Maybe it was awe.
You’re unstoppable, he would say to me, and I’d smile.
But when I turn around now, all I see is nothing. Black.
The clouds around my field of vision are closing in. Closing in on my future husband’s face saying these words to me.
I’m alone on memory lane in my grim cardigan, my orthopedic shoes, my gaping-open pockets rattling with pills. It’s grown dark on the lane. The sun is gone. The strange bright flowers have vanished. Nothing now. Nothing but black, starry black as far as I can see.
“You’re back,” says a voice. A male voice. Soft. Low. Almost a whisper.
I open my eyes. Three men. Three men sitting with me at the bar. One to my right. Two to my left. One tall, one fat, one middling. All wearing dark suits. All holding drinks. How did I not see them before?

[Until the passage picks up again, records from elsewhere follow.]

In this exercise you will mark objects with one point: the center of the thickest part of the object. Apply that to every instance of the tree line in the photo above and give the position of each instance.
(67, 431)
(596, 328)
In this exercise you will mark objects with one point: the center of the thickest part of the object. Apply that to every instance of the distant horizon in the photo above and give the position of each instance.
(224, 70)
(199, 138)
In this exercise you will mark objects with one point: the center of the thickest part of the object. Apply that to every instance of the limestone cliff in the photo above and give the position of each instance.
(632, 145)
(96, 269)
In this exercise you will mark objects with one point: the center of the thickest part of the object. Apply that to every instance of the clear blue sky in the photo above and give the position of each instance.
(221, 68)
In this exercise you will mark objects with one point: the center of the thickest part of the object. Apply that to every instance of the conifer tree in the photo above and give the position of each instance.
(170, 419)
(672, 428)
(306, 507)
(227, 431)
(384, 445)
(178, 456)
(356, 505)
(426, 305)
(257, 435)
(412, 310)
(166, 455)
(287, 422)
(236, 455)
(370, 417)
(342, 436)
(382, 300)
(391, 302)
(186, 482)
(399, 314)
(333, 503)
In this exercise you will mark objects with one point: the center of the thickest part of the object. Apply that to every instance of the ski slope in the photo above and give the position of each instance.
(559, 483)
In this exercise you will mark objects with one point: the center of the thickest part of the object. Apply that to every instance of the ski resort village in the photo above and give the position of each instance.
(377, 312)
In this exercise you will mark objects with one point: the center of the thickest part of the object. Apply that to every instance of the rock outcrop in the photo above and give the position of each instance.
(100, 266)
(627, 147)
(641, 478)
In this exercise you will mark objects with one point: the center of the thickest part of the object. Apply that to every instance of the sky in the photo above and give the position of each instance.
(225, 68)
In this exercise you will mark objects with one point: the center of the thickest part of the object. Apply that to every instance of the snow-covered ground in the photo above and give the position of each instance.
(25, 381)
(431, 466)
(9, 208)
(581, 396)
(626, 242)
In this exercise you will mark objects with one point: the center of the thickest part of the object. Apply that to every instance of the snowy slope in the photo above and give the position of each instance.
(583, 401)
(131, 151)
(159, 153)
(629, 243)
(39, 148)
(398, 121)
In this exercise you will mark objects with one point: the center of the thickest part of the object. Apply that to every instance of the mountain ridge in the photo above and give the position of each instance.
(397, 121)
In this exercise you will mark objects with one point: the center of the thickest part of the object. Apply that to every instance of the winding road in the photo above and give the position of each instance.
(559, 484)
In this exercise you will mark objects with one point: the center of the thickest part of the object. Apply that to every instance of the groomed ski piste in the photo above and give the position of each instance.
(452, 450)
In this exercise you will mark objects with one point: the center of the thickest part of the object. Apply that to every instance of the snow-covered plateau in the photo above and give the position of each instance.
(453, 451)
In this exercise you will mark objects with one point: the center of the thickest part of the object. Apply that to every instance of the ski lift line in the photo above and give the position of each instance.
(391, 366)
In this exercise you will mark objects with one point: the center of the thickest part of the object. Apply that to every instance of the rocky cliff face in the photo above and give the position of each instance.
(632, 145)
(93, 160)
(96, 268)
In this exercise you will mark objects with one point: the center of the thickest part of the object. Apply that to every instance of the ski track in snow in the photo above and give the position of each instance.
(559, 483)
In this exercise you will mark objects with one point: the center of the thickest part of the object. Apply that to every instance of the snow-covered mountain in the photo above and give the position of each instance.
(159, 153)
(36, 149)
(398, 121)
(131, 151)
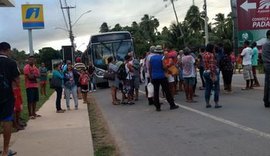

The middling one is looking at me like I’m a mirage he’s been waiting for all night. He must have been the one who spoke. Gray face. Red, alcoholic eyes. Hand cupped around a squat glass full of golden liquid.
“Excuse me?” I say.
He smiles sadly at me. Beside him sits the fat man hunched over his Scotch with his head down and his hands over his face as though he can’t bear to see. Long, stringy silver hair that is yellowed in places. What I can see of his face through his stubby fingers is terrible—pockmarks, burst veins, a blotchy redness—but familiar. Like a politician I’ve seen in the news. No way. No way could he be at this bar on a random Monday.
To my right, I feel the third man. Slender. Tall. Handsome, even though I see him only out of the corner of my eye. I don’t so much see him as sense him in the back of my neck, the hairs there pricked up. Something tells me not to look directly at him.
The middling man is still smiling at me as though we are both in a tragic dream.
“Where were you?” he asks me.
“Where was I?” I repeat.
He’s looking at me hunched over my glass, how I’m gripping the bar with both hands like it’s the railing of a ship.
“You look like you went somewhere far, far away. In your mind.”
I look at him. How the fuck do you know anything about my mind? But I nod slowly. Yes. “I guess I did.”
Why am I telling him this? This stranger with his alcoholic’s eyes boring into my soul like he thinks he sees it right there under my skin.
“Not the best trip, I take it?” he says.
I don’t know what to say.
“No,” I say before I can even think.
“Too bad.” He makes a sort of sad face. Sympathetic.
Who the hell are you? I want to ask him. Instead tears fill my eyes. Stupidly. He becomes a suited, smiling blur.
“Let me guess. I used to be good at this.” He looks at me with his head cocked to one side.
I gaze at him gazing at me. I should just leave. Tell this man to mind his own business. But I’m pinned there by his watery stare. I take a drink from my glass. Feel him taking me in deeply with his red-rimmed eyes. My hunched frame. My hand gripping the glass. My flushed face, my gaze cloudy with crying and drugs.
“L-four L-five,” he says at last. “On the right. On the left, L-two L-three.”
I burst into fresh tears.
“Prednisone,” he says tenderly, as if it is a word of comfort. “Then steroid shots, am I right? More surgeons than you can count. They have conflicting views about your MRI. Shaking their doctor heads. Playing God. Some say, Let’s cut her open. Others say, Cut what? Nothing to cut. Nothing here. Then what? Physiatrists and their pill solutions. Probably a dozen physical therapists. Some say stretch. Some say don’t dare stretch. Some say to bend forward. Some say to bend backward. Some say, Rest, just rest, sometimes you need to rest. Some say, Keep moving, just keep moving. Movement heals. Movement is king. Some tell you heat. Some tell you ice. Some tell you heat and ice. Some tell you, Oh, whatever feels good. But nothing feels good, does it?”
I shake my head. Nothing, nothing.
“Some tell you, Let pain be your guide.” He smiles. “Some guide, am I right?”
I nod.
“Then what? Let me guess. You’ve pursued all the alternative therapies. Acupuncture. Biofeedback. Had hope swell in your heart again and again. There was that Japanese acupuncturist who left the needle tips in you. You almost walked out with a long needle right between your eyes once that you didn’t even see. Massage? Probably just makes it worse, am I right?”
“He means well,” I whisper.
“Oh, they always mean well, Ms. Fitch. And you like that you can go to him. Talk to him. That someone touches you every Sunday with kindness. You have so few actual friends these days.”